He perdido la cuenta de las veces en que el padre de Faceboock ha pedido disculpas por fallos en su red social. Más que prueba-error, lo de Mark Zuckerberg es una concatenación de disculpas por cagadas de un calibre tal que la última, entre otros males, han contribuido a instalar en la Casa Blanca a una bomba de relojería como Donald Trump. «Fue un error mío y lo siento», ha dicho ante el Senado de EE UU sin que nadie a estas alturas esté en disposición de afirmar que va a poner los medios necesarios para que no haya más coladeros por los que a corto o medio plazo vuelva de nuevo a pedir perdón.

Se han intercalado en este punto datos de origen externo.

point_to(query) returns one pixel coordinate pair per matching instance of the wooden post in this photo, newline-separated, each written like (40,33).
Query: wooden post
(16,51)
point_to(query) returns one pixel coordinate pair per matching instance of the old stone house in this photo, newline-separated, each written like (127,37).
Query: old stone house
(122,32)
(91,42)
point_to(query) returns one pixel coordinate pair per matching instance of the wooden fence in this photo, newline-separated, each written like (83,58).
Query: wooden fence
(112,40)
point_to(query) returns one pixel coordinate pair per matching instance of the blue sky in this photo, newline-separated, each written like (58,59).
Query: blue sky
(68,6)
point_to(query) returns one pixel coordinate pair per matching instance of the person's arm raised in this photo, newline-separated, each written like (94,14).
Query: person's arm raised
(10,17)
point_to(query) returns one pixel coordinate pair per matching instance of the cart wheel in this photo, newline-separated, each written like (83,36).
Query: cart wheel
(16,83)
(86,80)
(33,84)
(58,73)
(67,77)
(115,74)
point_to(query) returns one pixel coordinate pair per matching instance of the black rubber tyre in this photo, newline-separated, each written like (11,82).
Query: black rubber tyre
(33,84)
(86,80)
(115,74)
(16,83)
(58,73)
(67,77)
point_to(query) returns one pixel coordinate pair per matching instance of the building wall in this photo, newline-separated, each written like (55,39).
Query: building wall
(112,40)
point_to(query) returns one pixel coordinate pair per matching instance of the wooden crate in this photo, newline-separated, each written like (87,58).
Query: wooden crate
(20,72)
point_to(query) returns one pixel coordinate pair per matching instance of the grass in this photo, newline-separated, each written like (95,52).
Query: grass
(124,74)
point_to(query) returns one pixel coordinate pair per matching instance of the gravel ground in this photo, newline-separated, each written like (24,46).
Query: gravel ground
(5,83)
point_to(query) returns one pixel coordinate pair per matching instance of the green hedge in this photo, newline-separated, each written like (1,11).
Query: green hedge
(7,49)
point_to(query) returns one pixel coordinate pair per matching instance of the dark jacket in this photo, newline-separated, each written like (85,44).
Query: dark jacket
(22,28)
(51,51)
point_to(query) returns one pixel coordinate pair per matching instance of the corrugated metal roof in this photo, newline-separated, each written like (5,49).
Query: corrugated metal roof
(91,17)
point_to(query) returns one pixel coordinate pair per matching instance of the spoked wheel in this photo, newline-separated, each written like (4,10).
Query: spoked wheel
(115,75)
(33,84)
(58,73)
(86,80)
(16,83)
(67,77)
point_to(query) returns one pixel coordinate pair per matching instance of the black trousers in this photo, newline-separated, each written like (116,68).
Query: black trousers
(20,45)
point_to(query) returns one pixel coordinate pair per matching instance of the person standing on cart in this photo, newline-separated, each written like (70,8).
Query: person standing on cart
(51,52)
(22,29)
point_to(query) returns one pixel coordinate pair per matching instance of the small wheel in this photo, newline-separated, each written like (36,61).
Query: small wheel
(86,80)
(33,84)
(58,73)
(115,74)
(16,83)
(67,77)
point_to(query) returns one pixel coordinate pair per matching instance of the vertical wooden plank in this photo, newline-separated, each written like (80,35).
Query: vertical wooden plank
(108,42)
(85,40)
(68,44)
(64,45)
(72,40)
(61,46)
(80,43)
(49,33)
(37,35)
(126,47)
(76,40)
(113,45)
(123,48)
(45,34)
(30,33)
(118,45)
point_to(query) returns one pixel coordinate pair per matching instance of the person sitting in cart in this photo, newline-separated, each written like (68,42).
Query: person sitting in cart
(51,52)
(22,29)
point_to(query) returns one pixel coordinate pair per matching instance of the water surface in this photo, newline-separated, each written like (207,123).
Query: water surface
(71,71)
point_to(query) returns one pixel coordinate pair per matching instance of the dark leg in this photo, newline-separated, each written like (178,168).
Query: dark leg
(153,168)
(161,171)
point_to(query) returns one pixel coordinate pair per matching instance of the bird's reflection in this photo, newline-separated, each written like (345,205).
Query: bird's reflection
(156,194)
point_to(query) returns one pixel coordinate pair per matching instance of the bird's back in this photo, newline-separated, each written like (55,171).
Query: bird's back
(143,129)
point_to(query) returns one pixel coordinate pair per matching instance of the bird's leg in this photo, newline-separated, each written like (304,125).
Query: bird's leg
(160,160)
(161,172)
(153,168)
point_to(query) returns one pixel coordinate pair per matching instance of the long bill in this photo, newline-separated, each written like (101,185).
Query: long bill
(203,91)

Algo parecido sucede con quien fuera la mano derecha de Francisco Camps cuando el PP lo era todo en esta comunidad. El exsecretario del partido, Ricardo Costa, comenzó pidiendo disculpas ante el tribunal que le está juzgando por jugar sucio para llenar las arcas de la formación conservadora y ha continuado haciéndolo ante la comisión del Congreso que investiga presuntas irregularidades en la financiación del PP. En ambos foros no sólo ha admitido la existencia de prácticas ilegales, sino que además se ha disculpado por no denunciarlas. Un gesto que hay que valorar en su justa medida por lo inusual, pero sin que los árboles nos impidan ver el bosque. No deja de ser significativo que ambas entonaciones del mea culpa se hayan producido cuando las anomalías ya eran públicas y notorias, no antes. Un comportamiento digno de elogio sin matices habría sido que nos hubiéramos enterado por el propio Zuckerberg de la fuga de datos o que Costa hubiese hecho ese ejercicio de arrepentimiento antes de que los empresarios que pagaban y los cabecillas de la trama Gürtel que cobraban lo hubieran admitido. Porque pedir perdón es un arte, pero un arte que tiene sus tiempos.